The significant findings in this community-based injury survey in Egypt add to the existing literature on childhood injuries. This is the first study that utilized a child population with a wide age range (0–18 years) as well as a varied type of injury presenting a view of the magnitude and frequency of accidental injuries seen in urban and rural Egyptian communities. In many developing countries, injury cases are often treated outside hospitals, and many health facilities lack proper record keeping systems. Therefore, household surveys can provide more representative samples of population-based injury data compared with hospital records [26]. Nonetheless, important study limitations should be noted. Our data were based on household interviews and thus subject to recall bias. Moreover, this method used in the data collection may have overestimated the number and incidence of injuries, because participants might have reported older injuries as well as those occurring during the last 6 months.

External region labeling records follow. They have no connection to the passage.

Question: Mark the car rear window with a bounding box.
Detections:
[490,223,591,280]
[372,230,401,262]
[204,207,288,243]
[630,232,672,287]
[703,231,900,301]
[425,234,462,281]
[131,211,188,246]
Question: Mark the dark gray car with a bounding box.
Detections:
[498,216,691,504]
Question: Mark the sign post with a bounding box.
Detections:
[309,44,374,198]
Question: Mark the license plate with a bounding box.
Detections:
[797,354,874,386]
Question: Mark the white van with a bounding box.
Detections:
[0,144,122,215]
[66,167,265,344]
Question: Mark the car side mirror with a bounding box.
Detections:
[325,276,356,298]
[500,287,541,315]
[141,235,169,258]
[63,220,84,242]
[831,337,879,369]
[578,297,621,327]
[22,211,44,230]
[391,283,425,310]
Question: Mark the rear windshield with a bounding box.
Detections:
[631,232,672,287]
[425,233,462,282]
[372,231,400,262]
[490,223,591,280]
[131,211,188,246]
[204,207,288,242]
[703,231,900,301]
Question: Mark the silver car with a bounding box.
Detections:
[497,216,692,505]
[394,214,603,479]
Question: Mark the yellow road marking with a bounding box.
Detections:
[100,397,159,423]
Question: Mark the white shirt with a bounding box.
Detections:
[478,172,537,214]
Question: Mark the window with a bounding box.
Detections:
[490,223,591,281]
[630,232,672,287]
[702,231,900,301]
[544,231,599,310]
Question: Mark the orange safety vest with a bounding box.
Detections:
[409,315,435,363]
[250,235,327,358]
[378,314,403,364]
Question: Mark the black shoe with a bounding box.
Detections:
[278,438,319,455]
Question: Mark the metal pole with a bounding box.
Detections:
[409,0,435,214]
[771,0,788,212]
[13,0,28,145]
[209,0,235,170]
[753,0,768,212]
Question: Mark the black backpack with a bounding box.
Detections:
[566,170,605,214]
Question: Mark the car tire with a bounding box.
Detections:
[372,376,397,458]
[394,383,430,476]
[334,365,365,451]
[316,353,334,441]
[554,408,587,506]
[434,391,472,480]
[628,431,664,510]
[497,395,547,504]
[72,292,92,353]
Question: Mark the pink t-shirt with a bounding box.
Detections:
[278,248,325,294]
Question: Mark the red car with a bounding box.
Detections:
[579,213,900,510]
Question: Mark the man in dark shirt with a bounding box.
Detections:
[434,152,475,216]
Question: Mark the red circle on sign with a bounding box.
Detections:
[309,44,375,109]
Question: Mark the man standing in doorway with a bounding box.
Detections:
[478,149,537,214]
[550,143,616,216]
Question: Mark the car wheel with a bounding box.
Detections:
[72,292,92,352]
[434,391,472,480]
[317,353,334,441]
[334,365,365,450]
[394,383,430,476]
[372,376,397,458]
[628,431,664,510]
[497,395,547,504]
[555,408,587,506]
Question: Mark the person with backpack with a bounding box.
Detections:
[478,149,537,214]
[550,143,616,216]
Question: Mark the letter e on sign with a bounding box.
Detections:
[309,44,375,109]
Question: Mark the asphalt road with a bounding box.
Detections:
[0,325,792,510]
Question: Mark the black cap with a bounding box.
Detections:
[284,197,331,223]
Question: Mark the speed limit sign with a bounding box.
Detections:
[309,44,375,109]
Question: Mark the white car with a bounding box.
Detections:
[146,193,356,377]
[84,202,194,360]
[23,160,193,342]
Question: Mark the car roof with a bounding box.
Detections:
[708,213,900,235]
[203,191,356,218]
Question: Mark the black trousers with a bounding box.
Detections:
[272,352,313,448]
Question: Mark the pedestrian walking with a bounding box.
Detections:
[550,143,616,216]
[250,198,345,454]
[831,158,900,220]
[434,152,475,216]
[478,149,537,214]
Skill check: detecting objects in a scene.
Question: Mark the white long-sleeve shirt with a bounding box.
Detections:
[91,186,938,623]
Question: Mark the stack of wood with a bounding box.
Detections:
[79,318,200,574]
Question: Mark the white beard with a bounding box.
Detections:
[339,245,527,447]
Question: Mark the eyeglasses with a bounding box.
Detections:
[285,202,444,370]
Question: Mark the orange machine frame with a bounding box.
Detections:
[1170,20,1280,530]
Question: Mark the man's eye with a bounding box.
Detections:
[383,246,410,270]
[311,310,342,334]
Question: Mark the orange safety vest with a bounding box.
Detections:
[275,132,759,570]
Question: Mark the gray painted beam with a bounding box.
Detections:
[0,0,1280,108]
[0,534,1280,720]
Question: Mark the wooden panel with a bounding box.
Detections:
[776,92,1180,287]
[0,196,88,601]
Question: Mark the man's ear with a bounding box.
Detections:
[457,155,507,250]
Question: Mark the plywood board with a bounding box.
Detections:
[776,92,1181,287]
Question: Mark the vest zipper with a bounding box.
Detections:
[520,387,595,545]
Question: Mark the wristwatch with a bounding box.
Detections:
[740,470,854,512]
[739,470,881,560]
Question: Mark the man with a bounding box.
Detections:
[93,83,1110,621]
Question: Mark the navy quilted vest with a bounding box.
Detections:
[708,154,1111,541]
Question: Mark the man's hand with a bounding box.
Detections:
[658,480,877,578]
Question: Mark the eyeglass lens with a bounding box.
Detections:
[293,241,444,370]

This is a “telescoping effect”, that is, a tendency to remember events as occurring closer to the present than they actually occurred [35]. Decreasing the ultimate sample size from one thousand nine hundred seventy seven to one thousand three hundred ninety nine limited the power of generalisability of our results. Therefore, assumption about population-based injury patterns experienced by young people should be made cautiously. Furthermore, we were restricted in our ability to assess the age-related risk factors for all unintentional injuries of the age group 12–18 years; as this group represented very small percentage of the total study sample. Finally, we were not able to assess all of the socioeconomic risk factors known to be associated with an increased risk of injuries such as family income, fathers’ education level and occupation because the culture and traditions of the Egyptians, particularly in rural communities, mean they are conservative in providing such information.

Implications

This study identified the types, circumstances and possible risk factors for non-intentional childhood injuries in Egypt. Our findings suggest that prevention activities by the Egyptian government should prioritise reducing childhood injuries caused by falls, burns and RTIs. Our data may also improve understanding of how different types of injuries correlate with sex, age and socioeconomic status. Future research should consider whether certain programmes or interventions are more or less effective for certain subgroups of children. We also examined the general attitudes and beliefs of parents towards childhood injuries. These data may be useful in implementing effective, family-level interventions. Prevention measures should consider strategies targeted to different injury settings: the home, school and the street. Our study highlighted the need for large-scale, longitudinal surveys to comprehensively investigate accidental injuries and obtain data to assess aetiology, correlations and consequences of different injury outcomes.

Conclusions

Childhood injuries represent a substantial public health problem in LMICs. Boys had a higher injury incidence rate than girls, and falls were the most common type of injury among all age groups. Home and its surroundings was the most common setting for injuries, and children were usually injured during indoor play. Maternal socioeconomic characteristics were also strongly associated with childhood injuries. Therefore, we need to promote actions to reduce the rate of injuries among our children by considering these results. Such actions should be based on scientific evidence and also consider the practical aspects related to implementing injury prevention programmes in Egypt.